Петр, большой любитель фейерверков, всегда сам управлявший всем, объяснял аллегории зрителям.
С грохочущим свистом, снопами огненных колосьев, взвились под самое небо бесчисленные ракеты и в темной вышине рассыпались дождем медленно падавших, таявших, красных, голубых, зеленых, фиолетовых звезд. Нева отразила их и удвоила в своем черном зеркале. Завертелись огненные колеса, забили огненные фонтаны, зашипели, запрыгали швермеры; и водяные, и воздушные шары, лопаясь как бомбы, затрещали оглушительным треском. Открылись пламенные чертоги с горящими столбами, сводами, лестницами – и в ослепительной, как солнце, глубине вспыхнула последняя картина: ваятель, похожий на титана Прометея – перед недоконченною статуей, которую высекает он резцом и молотом из мраморной глыбы; вверху Всевидящее Око в лучах с надписью «Deo adjuvante. – С помощью Божией». Каменная глыба означала древнюю Русь; статуя, недоконченная, но уже похожая на богиню Венус – новую Россию; ваятель был Петр.

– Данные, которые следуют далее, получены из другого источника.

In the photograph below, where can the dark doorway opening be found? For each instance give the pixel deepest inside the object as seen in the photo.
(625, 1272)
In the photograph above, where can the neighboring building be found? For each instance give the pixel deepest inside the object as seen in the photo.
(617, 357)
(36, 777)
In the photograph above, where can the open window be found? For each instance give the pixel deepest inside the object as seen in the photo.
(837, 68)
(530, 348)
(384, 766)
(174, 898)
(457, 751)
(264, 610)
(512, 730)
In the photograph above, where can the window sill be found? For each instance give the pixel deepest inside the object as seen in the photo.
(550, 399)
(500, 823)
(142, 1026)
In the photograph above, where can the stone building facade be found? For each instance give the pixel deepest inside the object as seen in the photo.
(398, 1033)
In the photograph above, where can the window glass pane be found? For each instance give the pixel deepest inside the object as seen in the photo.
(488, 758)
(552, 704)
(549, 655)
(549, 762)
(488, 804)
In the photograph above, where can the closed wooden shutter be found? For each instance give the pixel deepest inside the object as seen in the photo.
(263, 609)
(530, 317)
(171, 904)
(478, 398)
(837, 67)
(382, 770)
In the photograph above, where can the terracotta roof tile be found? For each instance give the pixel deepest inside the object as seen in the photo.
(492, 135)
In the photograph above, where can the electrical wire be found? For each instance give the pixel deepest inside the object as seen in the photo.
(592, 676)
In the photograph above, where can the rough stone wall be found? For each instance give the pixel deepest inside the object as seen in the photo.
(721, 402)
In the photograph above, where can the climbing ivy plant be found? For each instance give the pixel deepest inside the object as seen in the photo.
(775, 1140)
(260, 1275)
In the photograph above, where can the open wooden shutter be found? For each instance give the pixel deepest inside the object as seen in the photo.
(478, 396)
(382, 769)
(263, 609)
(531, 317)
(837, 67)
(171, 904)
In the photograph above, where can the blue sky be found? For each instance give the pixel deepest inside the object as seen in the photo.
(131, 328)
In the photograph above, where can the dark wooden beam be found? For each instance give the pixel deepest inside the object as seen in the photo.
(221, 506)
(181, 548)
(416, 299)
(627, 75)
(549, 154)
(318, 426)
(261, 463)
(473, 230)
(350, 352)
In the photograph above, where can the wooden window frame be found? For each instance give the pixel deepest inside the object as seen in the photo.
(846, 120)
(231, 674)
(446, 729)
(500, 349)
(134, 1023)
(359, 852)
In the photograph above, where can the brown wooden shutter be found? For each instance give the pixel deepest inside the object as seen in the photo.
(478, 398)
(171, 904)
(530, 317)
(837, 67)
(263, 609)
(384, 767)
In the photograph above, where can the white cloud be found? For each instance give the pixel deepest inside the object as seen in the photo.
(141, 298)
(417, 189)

Картина не совсем удалась: статуя слишком скоро догорела, свалилась к ногам ваятеля, разрушилась. Казалось, он ударял в пустоту. И молот рассыпался, рука поникла. Всевидящее Око померкло, как будто подозрительно прищурилось, зловеще подмигивая.
На это, впрочем, никто не обратил внимания, так как все были заняты новым зрелищем. В клубах дыма, освещенных радугой бенгальских огней, появилось огромное чудовище, не то конь, не то змей, с чешуйчатым хвостом, колючими плавниками и крыльями. Оно плыло по Неве от крепости к Летнему саду. Множество лодок, наполненных гребцами, тащили его на канате. В исполинской раковине на спине чудовища сидел Нептун с длинной белой бородой и трезубцем; у ног его – сирены и тритоны, трубившие в трубы: «Тритоны северного Нептунуса в трубы свои, по морям шествуя, царя Российского фаму[2 - Славу (лат. fama).] разносят», – объяснил один из зрителей, иеромонах флота Гавриил Бужинский. Чудовище влекло за собою шесть пар пустых, плотно закупоренных бочек с кардиналами Всешутейшего Собора, сидевшими верхом и крепко привязанными, чтобы не упасть в воду, по одному на каждой бочке. Так они плыли гуськом, пара за парой, и звонко дудели в коровьи рога. Далее следовал целый плот из таких же бочек с огромным чаном пива, в котором плавал в деревянном ковше, как в лодке, князь-папа, архиерей бога Бахуса. Сам Бахус тут же сидел на плоском краю чана.
Под звуки торжественной музыки вся эта водяная машина медленно приблизилась к Летнему саду, причалила у средней галереи, и боги вошли в нее.
Нептун оказался царским шутом, старым боярином Семеном Тургеневым; сирены, с длинными рыбьими хвостами, которые волочились, как шлейфы, так что ног почти не видно было, – дворовыми девками; тритоны – конюхами генерал-адмирала Апраксина; сатир или пан, сопровождавший Бахуса, – французским танцмейстером князя Меньшикова. Ловкий француз проделывал такие прыжки, что можно было подумать – ноги у него козлиные, как у настоящего фавна. Бахус в тигровой шкуре, в венке из стеклянного винограда, с колбасой в одной руке и штофом в другой, был регент придворных певчих, Конон Карпов, необыкновенно жирный малый с красною рожею. Для большей естественности поили его нещадно три дня, так что, по выражению своих собутыльников, Конон налился как клюква и стал живой Ивашка Хмельницкий.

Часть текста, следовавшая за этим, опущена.